What an AI-Ready MBA Means for Aspirants Today
For readers comparing programs, the useful question is not whether a curriculum mentions AI, but how it prepares you to apply technology to business problems. When evaluating a one-year MBA or PGPM, it is worth examining exposure to AI and analytics, the strength of the business analytics curriculum, case-based and experiential learning, industry interaction, cross-functional projects, consulting exposure, and opportunities to work on real business problems.
The Indian context underlines the point. According to figures cited by the Government of India’s Press Information Bureau, the NASSCOM AI Adoption Index scored India at 2.45 out of 4 in December 2025, with 87% of surveyed enterprises actively using AI solutions. Demand for professionals who can pair business understanding with AI fluency is widening, not narrowing.

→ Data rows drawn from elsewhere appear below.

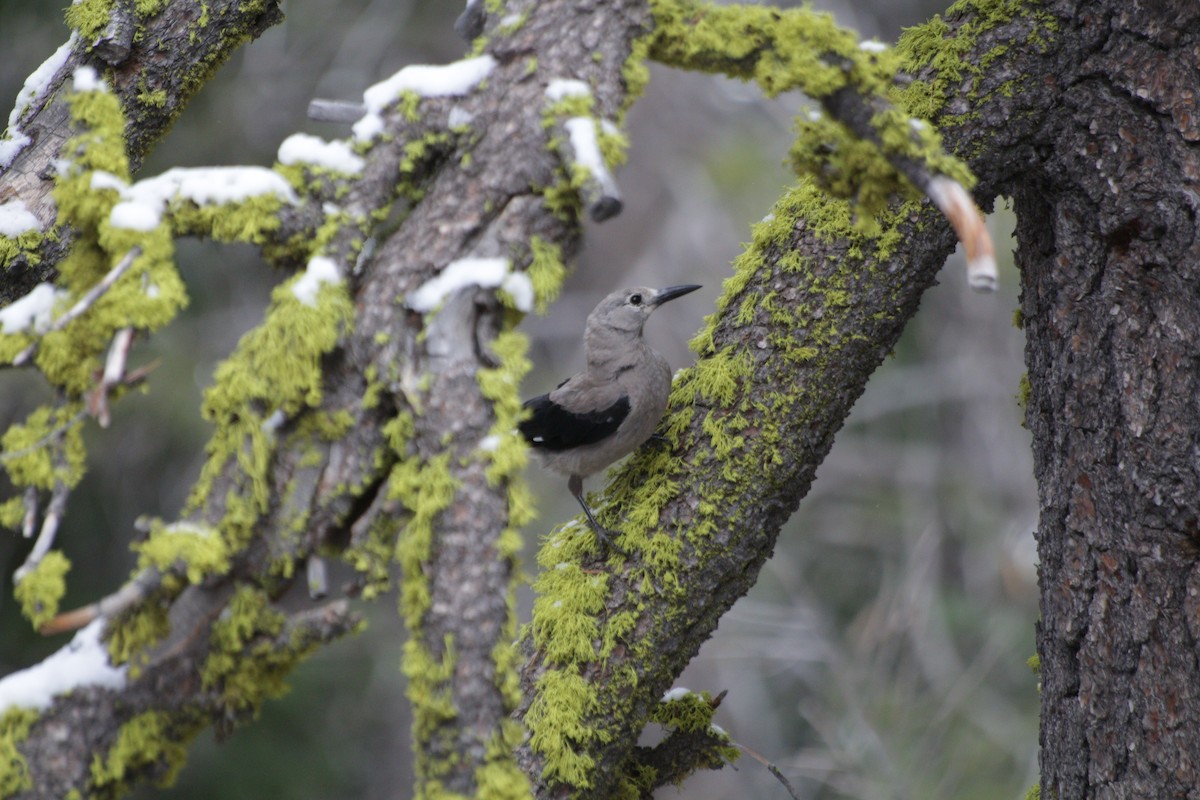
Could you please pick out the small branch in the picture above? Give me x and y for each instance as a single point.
(318, 577)
(84, 302)
(45, 440)
(114, 373)
(114, 43)
(581, 148)
(30, 519)
(335, 110)
(774, 770)
(955, 203)
(131, 593)
(49, 529)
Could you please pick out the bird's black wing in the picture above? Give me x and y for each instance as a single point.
(552, 427)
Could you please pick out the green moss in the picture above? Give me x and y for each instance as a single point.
(1024, 390)
(89, 17)
(153, 743)
(691, 711)
(558, 728)
(40, 591)
(21, 246)
(546, 271)
(15, 727)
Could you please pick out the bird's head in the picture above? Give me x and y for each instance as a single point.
(623, 313)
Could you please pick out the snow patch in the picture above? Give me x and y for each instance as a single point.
(33, 311)
(303, 148)
(448, 80)
(321, 270)
(486, 272)
(145, 200)
(87, 79)
(561, 88)
(16, 218)
(83, 662)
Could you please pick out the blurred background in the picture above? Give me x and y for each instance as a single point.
(882, 653)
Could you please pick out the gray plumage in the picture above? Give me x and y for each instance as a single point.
(606, 411)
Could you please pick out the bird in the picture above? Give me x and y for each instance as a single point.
(600, 415)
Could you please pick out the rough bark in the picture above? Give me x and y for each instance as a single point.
(1109, 259)
(1085, 116)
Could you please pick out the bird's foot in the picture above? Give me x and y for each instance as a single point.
(607, 540)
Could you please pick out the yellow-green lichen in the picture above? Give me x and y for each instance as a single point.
(133, 633)
(89, 17)
(46, 450)
(249, 660)
(546, 271)
(195, 549)
(23, 245)
(151, 743)
(15, 726)
(276, 370)
(557, 721)
(40, 590)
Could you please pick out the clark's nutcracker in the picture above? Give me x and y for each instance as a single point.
(606, 411)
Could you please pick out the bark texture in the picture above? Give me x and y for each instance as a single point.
(1109, 259)
(1085, 114)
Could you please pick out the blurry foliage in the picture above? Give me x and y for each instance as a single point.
(882, 653)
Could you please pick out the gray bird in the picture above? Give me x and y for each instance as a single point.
(606, 411)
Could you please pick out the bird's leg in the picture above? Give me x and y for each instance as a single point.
(575, 483)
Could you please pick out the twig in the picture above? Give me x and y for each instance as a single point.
(131, 593)
(958, 206)
(49, 529)
(114, 373)
(84, 302)
(774, 770)
(857, 112)
(335, 110)
(30, 521)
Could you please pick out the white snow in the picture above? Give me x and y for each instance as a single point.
(102, 180)
(367, 127)
(16, 218)
(135, 216)
(520, 288)
(83, 662)
(39, 80)
(448, 80)
(35, 88)
(87, 79)
(313, 150)
(582, 131)
(459, 116)
(11, 146)
(561, 88)
(486, 272)
(275, 421)
(147, 199)
(321, 270)
(31, 311)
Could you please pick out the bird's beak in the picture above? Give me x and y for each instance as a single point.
(671, 293)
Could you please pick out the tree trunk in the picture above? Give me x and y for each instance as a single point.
(1110, 268)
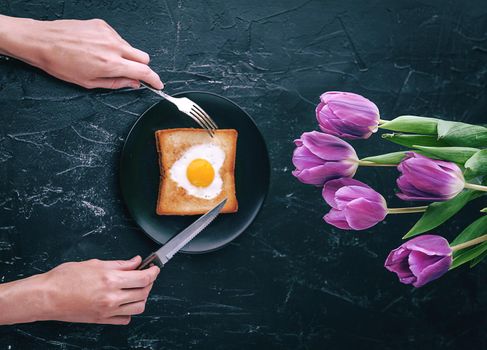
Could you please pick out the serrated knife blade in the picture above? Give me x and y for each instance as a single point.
(175, 244)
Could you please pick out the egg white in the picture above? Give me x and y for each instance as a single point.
(209, 152)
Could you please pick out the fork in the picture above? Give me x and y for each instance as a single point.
(189, 108)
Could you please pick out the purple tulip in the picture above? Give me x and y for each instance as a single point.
(420, 260)
(347, 115)
(428, 179)
(354, 205)
(320, 157)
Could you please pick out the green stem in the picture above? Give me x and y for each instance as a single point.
(473, 186)
(367, 163)
(469, 243)
(407, 210)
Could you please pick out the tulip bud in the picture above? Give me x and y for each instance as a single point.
(320, 157)
(354, 205)
(420, 260)
(428, 179)
(347, 115)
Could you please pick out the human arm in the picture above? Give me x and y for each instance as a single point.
(92, 291)
(89, 53)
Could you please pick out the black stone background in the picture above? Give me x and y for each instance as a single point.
(290, 281)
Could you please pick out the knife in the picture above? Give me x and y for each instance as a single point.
(175, 244)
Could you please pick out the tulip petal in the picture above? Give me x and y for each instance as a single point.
(346, 194)
(332, 186)
(429, 244)
(428, 179)
(427, 268)
(362, 214)
(328, 147)
(397, 262)
(320, 174)
(337, 219)
(303, 158)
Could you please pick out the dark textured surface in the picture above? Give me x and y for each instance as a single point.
(290, 281)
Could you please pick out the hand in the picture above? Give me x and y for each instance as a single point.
(88, 53)
(96, 291)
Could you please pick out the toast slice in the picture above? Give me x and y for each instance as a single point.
(171, 145)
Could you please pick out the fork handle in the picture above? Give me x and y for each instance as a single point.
(159, 92)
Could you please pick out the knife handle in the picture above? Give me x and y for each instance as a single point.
(147, 262)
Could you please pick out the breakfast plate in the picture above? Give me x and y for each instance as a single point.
(139, 171)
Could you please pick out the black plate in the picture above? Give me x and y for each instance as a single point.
(139, 172)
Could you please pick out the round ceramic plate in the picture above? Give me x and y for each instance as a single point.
(139, 172)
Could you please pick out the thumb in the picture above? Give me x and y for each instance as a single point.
(115, 83)
(125, 265)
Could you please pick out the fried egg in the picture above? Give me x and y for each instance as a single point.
(198, 171)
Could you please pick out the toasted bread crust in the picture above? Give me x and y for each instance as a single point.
(171, 144)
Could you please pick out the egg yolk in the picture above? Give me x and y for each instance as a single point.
(200, 173)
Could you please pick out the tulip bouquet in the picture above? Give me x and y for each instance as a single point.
(445, 165)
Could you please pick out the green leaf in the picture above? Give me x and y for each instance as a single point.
(469, 255)
(438, 212)
(412, 124)
(474, 230)
(388, 158)
(477, 164)
(414, 140)
(462, 134)
(478, 259)
(453, 154)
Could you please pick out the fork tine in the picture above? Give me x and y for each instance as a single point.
(199, 123)
(202, 119)
(208, 118)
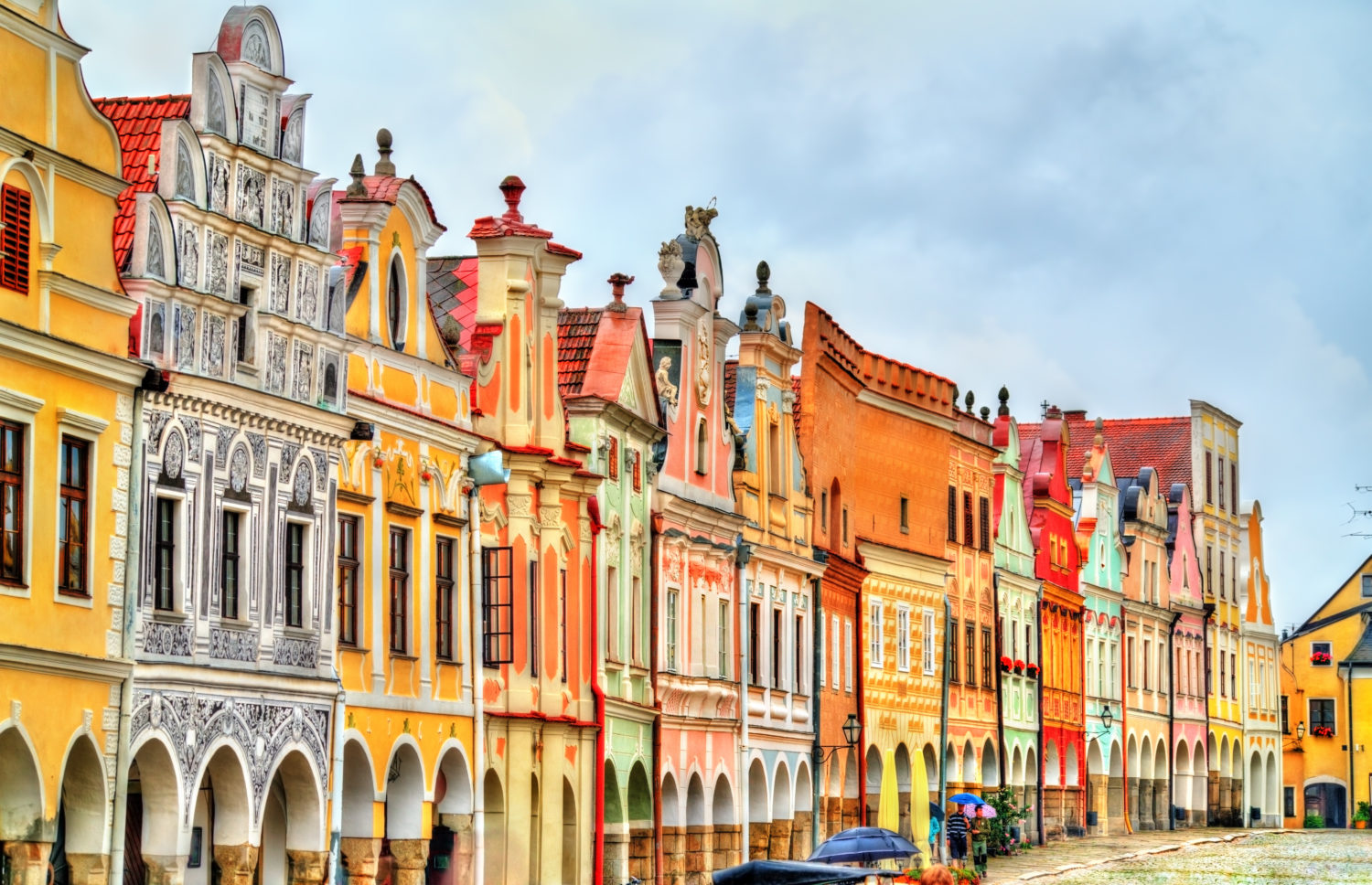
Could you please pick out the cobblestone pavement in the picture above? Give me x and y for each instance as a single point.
(1229, 858)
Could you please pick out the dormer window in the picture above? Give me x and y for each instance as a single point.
(395, 306)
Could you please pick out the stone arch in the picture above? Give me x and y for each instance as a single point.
(696, 802)
(82, 796)
(359, 791)
(722, 803)
(453, 783)
(405, 792)
(781, 805)
(671, 802)
(159, 794)
(759, 807)
(304, 810)
(990, 764)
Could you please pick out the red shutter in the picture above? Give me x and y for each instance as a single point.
(14, 239)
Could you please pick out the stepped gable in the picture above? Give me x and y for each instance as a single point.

This is where a program’s track record matters. The Great Lakes Institute of Management PGPM is designed to prepare graduates for an AI-led management profession, backed by a long pattern of curriculum innovation. Great Lakes was the first Indian business school to introduce Business Analytics as a major (2013), the first to offer Artificial Intelligence and Machine Learning as specialisations (2018), and has since built Generative AI, AR and VR into its learning pedagogy (2024). For experienced professionals who want cross-functional management skills alongside genuine AI and analytics exposure, that combination is exactly what an AI-ready program should provide.
Conclusion
The manager of the AI era does not need to build AI systems. They need to understand how AI can be applied to solve business problems, improve decisions and create value. That is a management skill, not a technical one.
For one-year MBA and PGPM aspirants, the takeaway is straightforward. The professionals who stand out will be those who combine management knowledge, business understanding, AI fluency and human judgement. As AI becomes a standard part of how businesses operate, that combination is likely to define what employers expect from their next generation of managers.
Frequently Asked Questions
Is AI important for MBA graduates?
Yes. AI is now used across most business functions, so managers increasingly need to understand how to apply it. MBA graduates do not need technical AI skills, but AI fluency — knowing where AI helps and how to interpret its output — is becoming a valuable complement to core management capabilities.
How is AI used in management?
Managers use AI to support data analysis, forecasting, market research, content creation, process automation and decision-making. The manager’s role is to frame the business problem, interpret AI-generated insights, apply judgement and decide on action — combining AI outputs with commercial reasoning rather than accepting them at face value.
What AI skills should MBA students learn?
MBA students benefit from AI and data literacy, prompt-writing for research and analysis, business problem framing, critical thinking, and responsible AI awareness covering bias, privacy and human oversight. The ability to collaborate with data and technology teams is equally valuable for turning business needs into practical solutions.
Can a one-year MBA prepare students for AI-driven careers?
A well-designed one-year MBA can help experienced professionals build cross-functional management skills alongside AI and analytics exposure within a shorter timeline. Outcomes depend on program quality and individual effort, so aspirants should examine the curriculum, experiential learning and industry interaction rather than program length alone.
Which business functions use AI?
AI is increasingly explored across marketing, finance, consulting and strategy, operations, human resources, sales, product management and supply chain. Applications range from customer segmentation and forecasting to demand planning and talent analytics, though adoption varies widely by organisation and remains early-stage in many companies.